Because it is important to know the intensity of the delivered stimulus during the nerve localization, we tested 2 units of the Model NS-2CA/DX DualStim/DeluxeTM nerve stimulators in our laboratory using an oscilloscope and a dummy load of 2 kohm. In both units the LCD indicated that a stimulus of 0.25 to 0.35 mA was delivered when the volume knob for the "beep" was set at 8 or 9 (the highest volume values), even when the stimulus intensity control knob was set at zero. At this setting, however, no measurable stimulus was delivered, regardless of whether the electric circuit was closed or open. Additionally, when the beep volume control knob is set at a value of 8 or 9, the LCD consistently displayed a stimulus intensity of 0.25 to 0.35 mA higher than actually delivered over the full range of current outputs. When the "beep" volume is decreased to 7 or below, however, the LCD will correctly indicate the intensity of the delivered stimulus.

The clinical implications of this findings are as follows:

  1. Anesthesiologists who prefer to begin nerve localization using a lower stimulating current (33% of anesthesiologists begin nerve localization using stimuli of lesser intensity) may be misled by the display and attempt nerve localization while the nerve stimulator is not delivering a stimulus.
  2. Since the stimulus being delivered is 0.25 to 0.35 mA weaker than the one displayed, this may mislead anesthesiologists to keep trying to obtain a nerve response with stimuli of lesser intensity (preferably 0.5 mA or less), while the observed response may already be adequate.
  3. The LCD may indicate that the stimulus of 0.25 to 0.3 mA is being delivered even if the lead attachments become loose or disconnected. This in return may result in unnecessary attempts at nerve localization.

Being aware of this limitation, the manufacturer points out that the DualStim stimulators have been on the market for 15 years and have had an excellent acceptance and safety record. Since the electronic design in DualStim stimulators uses a constant voltage generator circuit, this unit is currently being replaced by a constant current generator unit.
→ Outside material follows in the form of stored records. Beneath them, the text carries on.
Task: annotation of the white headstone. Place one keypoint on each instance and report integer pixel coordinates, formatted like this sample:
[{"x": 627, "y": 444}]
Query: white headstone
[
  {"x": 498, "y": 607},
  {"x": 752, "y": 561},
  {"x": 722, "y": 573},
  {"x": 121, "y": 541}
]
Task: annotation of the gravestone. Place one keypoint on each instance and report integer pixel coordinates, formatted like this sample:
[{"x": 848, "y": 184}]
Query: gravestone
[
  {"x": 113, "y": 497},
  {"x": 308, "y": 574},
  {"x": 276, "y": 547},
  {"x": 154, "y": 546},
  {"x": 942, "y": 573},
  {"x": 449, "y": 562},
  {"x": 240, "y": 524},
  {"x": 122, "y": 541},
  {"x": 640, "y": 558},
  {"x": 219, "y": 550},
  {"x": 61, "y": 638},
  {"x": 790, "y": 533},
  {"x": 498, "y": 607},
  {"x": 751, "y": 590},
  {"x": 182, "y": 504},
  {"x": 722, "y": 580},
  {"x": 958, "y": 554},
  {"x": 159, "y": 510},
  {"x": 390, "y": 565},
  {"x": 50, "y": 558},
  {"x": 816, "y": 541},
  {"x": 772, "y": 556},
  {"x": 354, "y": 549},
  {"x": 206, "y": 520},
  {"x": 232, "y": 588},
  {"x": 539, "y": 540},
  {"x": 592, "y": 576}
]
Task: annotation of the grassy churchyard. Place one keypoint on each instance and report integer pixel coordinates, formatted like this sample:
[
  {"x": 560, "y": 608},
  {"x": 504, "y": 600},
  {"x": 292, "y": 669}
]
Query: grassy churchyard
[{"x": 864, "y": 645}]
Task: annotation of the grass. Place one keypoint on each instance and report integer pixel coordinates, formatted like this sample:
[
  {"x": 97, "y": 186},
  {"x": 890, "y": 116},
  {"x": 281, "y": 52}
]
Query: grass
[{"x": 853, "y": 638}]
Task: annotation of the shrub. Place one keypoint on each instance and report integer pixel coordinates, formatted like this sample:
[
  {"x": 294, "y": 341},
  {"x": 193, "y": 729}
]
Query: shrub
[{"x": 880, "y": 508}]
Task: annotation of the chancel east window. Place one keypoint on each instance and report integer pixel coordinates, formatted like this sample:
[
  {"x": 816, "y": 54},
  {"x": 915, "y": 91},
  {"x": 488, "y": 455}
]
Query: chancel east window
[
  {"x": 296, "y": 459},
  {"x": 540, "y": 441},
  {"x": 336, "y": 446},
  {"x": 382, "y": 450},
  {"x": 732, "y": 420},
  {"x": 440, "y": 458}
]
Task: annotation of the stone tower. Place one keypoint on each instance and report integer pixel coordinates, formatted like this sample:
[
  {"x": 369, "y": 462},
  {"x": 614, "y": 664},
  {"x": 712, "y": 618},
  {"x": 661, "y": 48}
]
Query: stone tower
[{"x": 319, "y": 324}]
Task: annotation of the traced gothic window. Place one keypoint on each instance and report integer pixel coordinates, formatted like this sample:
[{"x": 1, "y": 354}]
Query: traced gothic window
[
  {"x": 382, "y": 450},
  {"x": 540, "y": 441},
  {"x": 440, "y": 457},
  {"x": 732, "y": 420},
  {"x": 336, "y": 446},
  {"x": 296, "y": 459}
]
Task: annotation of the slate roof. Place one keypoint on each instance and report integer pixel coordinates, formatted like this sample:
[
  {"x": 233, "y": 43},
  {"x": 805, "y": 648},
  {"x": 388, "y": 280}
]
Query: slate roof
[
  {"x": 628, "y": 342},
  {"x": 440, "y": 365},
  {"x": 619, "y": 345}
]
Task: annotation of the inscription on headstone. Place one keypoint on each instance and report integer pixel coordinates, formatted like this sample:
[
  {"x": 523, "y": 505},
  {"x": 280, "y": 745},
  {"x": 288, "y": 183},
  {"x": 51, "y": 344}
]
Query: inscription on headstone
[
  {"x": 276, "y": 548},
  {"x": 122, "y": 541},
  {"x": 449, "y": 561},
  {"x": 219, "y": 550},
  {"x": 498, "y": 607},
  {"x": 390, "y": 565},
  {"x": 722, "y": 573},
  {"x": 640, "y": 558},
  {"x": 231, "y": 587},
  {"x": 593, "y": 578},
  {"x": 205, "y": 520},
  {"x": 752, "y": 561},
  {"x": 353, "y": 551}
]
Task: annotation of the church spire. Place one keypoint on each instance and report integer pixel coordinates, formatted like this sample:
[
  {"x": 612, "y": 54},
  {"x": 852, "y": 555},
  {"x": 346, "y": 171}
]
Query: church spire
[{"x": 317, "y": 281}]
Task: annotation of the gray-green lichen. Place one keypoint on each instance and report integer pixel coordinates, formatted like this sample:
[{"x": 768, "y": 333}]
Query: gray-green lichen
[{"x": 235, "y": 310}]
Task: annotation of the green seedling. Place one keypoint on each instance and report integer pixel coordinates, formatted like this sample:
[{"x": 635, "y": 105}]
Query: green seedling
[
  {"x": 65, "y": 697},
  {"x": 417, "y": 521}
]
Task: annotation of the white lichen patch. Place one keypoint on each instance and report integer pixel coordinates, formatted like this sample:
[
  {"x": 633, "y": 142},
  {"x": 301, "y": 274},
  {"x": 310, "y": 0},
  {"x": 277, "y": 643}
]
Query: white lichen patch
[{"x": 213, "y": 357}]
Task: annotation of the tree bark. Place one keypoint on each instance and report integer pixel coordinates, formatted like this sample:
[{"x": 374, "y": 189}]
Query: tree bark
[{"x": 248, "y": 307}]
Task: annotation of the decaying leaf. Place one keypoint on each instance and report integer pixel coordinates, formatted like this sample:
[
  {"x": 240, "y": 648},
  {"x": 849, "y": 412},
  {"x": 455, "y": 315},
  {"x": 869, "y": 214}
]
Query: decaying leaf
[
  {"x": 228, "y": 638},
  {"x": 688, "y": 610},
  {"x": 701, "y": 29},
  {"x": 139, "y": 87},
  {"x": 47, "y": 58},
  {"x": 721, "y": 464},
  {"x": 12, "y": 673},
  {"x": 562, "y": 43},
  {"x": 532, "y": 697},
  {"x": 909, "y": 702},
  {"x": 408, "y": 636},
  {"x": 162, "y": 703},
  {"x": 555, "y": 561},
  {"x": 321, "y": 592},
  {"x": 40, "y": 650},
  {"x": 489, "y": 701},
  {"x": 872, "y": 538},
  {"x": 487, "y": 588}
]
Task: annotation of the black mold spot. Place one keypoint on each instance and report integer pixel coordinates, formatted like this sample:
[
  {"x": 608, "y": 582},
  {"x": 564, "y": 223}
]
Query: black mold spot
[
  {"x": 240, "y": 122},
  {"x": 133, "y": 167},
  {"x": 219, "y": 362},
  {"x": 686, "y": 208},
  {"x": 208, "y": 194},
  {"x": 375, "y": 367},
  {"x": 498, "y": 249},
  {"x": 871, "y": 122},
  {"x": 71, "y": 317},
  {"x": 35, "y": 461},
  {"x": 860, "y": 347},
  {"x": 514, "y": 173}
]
The new model, MaxiStim, Model ST4 overcomes the deficiencies of the older model and additionally, enables the user to vary the frequency of the stimulation, pulse width and pattern duration.

Bottom line
When using the DualStim/DeluxeTM, model NS-2CA/DX nerve stimulators, the auditory volume control knob should never be set at above 7. Set at any level below 7, this otherwise acceptable nerve stimulator will perform well and the LCD will consistently and accurately indicate the intensity of the delivered stimulus.
Reference
  • Hadzic A, Vloka JD, Koorn R. Effects of the auditory volume control knob on the stimulus amplitude display of the DualStim/DeluxeTM model NS-2CA/DX peripheral nerve stimulator. Anesthesiology, 1997; 87:714-715.